TOM KING relishes an enlightening history of the checkered progress of the war that humanity has waged on bacteria
RON JACOBS applauds a reading of black history in the US that plots the path from autonomy to self-governance and then liberation

The Return of Black Nationalism and the Death of White Supremacy
Vincent Adejumo, Feral House, £27.99
IN his book, Vincent Adejumo defines black power as self-determination: “What power means for black people in America is that blacks would have more autonomy and not be forced to beg other groups for basic needs and survival.”
He precedes that definition by insisting that black power does not mean the subjugation of other ethnic and racial groups, unlike existing white supremacy which depends on that subjugation for its grip on power. His definition is one founded in the history of black people in the United States, from the Reconstruction to Marcus Garvey and onward to Tulsa, Oklahoma’s “Black Wall Street”, the Black Panther Party for Self-Defence and beyond. The path he suggests based on this history is one that would install economic autonomy leading to self-governance and then liberation.
In the 200 or so pages preceding the above quote, Adejumo discusses the similarities and differences between pan-Africanism and African internationalism using the writings and statements of WEB DuBois (among others) to explain the former, and those of Kwame Nkrumah to explain the latter.
He reflects on the meaning of school integration in a white supremacist society, both acknowledging and questioning the rationales provided by African-Americans who favoured integration and those who oppose it. In essence, the latter position can be summed up by asking the question: why spend so much money moving black students to white schools instead of using those funds to improve the schools in African-American neighbourhoods? Is the white supremacist fear of a black-centered education behind what is presented as a well-meaning effort to improve literacy in African-American communities? Is integration in this manner merely a continuation of the what Adejumo calls “education for domination?”
In asking these questions, one cannot help but go deeper and attempt to answer the greater question as to whether US society — economic, political and cultural — can ever be a society that includes black people in the same way it has incorporated white-skinned immigrants from Europe.
Although the author’s skepticism in this regard underlies his text, the history he provides is a comprehensive look at how black residents of the US have confronted this question over the years. As noted above, the author is wide-ranging in his exploration of that history: from Booker T Washington to Charles Rangell, from Marcus Garvey to the African People’s Socialist Party and beyond.
Constantly informing the questions surrounding the self-determination of black people in the US is the history of those whose predecessors were enslaved by the power structure of white supremacy and colonialism.
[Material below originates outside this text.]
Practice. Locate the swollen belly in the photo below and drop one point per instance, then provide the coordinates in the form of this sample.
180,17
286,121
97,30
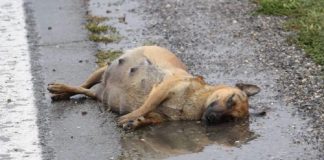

One cannot truly engage in any honest discussion of black America’s future without placing this history and the financial realities it demanded at that discussion’s forefront.
Many US residents believe that reparations are the essence of any reconciliation, any move beyond the stasis the nation has been in regarding its history of the buying, selling and breeding of other human beings for profit. In its discussion of reparations, Adejumo provides a brief history of attempts to gain financial repair for the economic harm done by white America to its black residents.
It also demands something the author labels political repair; his discussion of this concept quotes Martin Luther King Jr. and Tupac Shakur while referencing the lack of economic independence in black communities and the manipulation of laws relating to criminal activities so that black residents of the US are incarcerated at much higher rates than their white-skinned counterparts.
This would be a powerful and controversial book at any point in US history. It becomes even more so in the current period when white supremacy is on a rampage hoping to bring back the days of legal apartheid and judicial legitimisation of white domination. It is a political statement and a history the likes of which most US residents have never heard, much less considered.
The early days of slave ships and beatings are contrasted with the world of police murders of unarmed African-Americans and the occupation of their neighbourhoods by police forces in the service of a power structure founded and enriched by institutional slavery.
By placing black nationalism at the center of his text, Adejumo has given the reader an opportunity to read and consider the US past, present and future. To use his words: “If a black nationalist party with the basic tenets of nationalism is not established with the end goal of killing white supremacy, the devolution of African Americans into second-class citizenship in perpetuity will be the bleak reality for future generations.”